Of course, some individuals may not have grammaticalized the same patterns, and we do find some variation in how subcommunities of a speech community - and even individual speakers - understand and use constructions. Many dismiss this as speaking sloppily or being ignorant, but a lot of neural network effort has gone into generalizing other underlying patterns. Can we really say one generalization is better than another? Which one is better - one that is more consistent with other patterns in the language? One that is more elegant? One that is more parsimonious? Turns out the standard language sometimes expects a more parsimonious pattern, and sometimes a less parsimonious pattern (see, e.g. begs the question, where the standard language expects a very unnatural and often not very obvious interpretation!).
Ultimately, a population of neural networks exchanging messages in a flexible protocol which adjusts for the properties of both the neural network and the medium over which the signal is passed (audio through air or text on various materials or morse beeps over electric lines or so on) is a sufficient explanation for how grammar appears. The neural networks identify patterns - even unintentional patterns- and generalize them. Sometimes, the identification goes wrong. If many speakers do this misidentification, it is likely the entire language changes with them - in reality, we should probably think of any specific language as some kind of average of how the population parses and generates the language.
Further, lots of grammar ensures some grade of redundancy in the language - and this is useful to ensure that the language has some persistance over a noisy channel, as the world does happen to be such a noisy channel. Some grammar - verb conjugations, case agreement, noun gender, etc, probably is the result of elements being repeated that can help guess the intended meaning even if noise happens to eat some important syllables; if there's fifteen words in the language that begin with ka-, and you don't hear the rest of the word, but some other word gives away that the word also is of, say, neuter gender, it is likely that the neural network can exclude many candidate words if the context otherwise wasn't enough to exclude all but one.

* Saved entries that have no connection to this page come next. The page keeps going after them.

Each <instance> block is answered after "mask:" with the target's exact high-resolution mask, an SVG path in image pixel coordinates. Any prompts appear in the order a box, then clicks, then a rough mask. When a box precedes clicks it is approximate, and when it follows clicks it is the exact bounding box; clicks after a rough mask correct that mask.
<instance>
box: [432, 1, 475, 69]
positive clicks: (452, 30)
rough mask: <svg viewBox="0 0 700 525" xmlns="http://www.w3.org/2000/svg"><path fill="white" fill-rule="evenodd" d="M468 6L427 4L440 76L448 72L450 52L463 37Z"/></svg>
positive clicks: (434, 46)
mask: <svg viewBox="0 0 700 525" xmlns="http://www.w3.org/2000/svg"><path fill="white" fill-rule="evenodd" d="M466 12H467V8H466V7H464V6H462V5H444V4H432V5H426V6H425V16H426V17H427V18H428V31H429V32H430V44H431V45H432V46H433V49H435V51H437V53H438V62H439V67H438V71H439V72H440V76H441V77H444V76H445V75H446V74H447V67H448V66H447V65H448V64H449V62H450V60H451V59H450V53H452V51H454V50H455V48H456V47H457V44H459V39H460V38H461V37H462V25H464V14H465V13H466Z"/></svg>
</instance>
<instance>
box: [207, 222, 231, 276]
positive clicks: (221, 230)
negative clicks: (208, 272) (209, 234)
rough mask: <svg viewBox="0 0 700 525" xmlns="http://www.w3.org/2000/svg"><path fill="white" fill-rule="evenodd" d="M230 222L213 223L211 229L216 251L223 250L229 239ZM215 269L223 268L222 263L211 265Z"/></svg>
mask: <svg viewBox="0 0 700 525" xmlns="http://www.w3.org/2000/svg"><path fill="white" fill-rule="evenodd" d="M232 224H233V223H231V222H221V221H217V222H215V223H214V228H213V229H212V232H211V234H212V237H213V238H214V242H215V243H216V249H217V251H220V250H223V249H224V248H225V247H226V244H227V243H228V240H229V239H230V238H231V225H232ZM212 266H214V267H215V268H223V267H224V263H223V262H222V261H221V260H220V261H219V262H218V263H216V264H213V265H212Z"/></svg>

We do, in fact, mishear a lot more than we think, and our brains use cues along these lines to reconstruct the data. In a language without redundancy, the amount of times people in our surroundings would keep going "what?", "excuse me, what'd you say", would probably cause us to repeat poignant information that helps this - hence, e.g. the widespread use of double negation throughout languages in the world. If such repetition gets turned into a pattern, and this pattern is worn down by sound change, it easily is turned into regular morphology. Other reasons probably also underlies the appearance of grammar, though, such as the Chomskyan notion of part of the brain constituting a language organ with certain pre-wired settings conductive to learning language.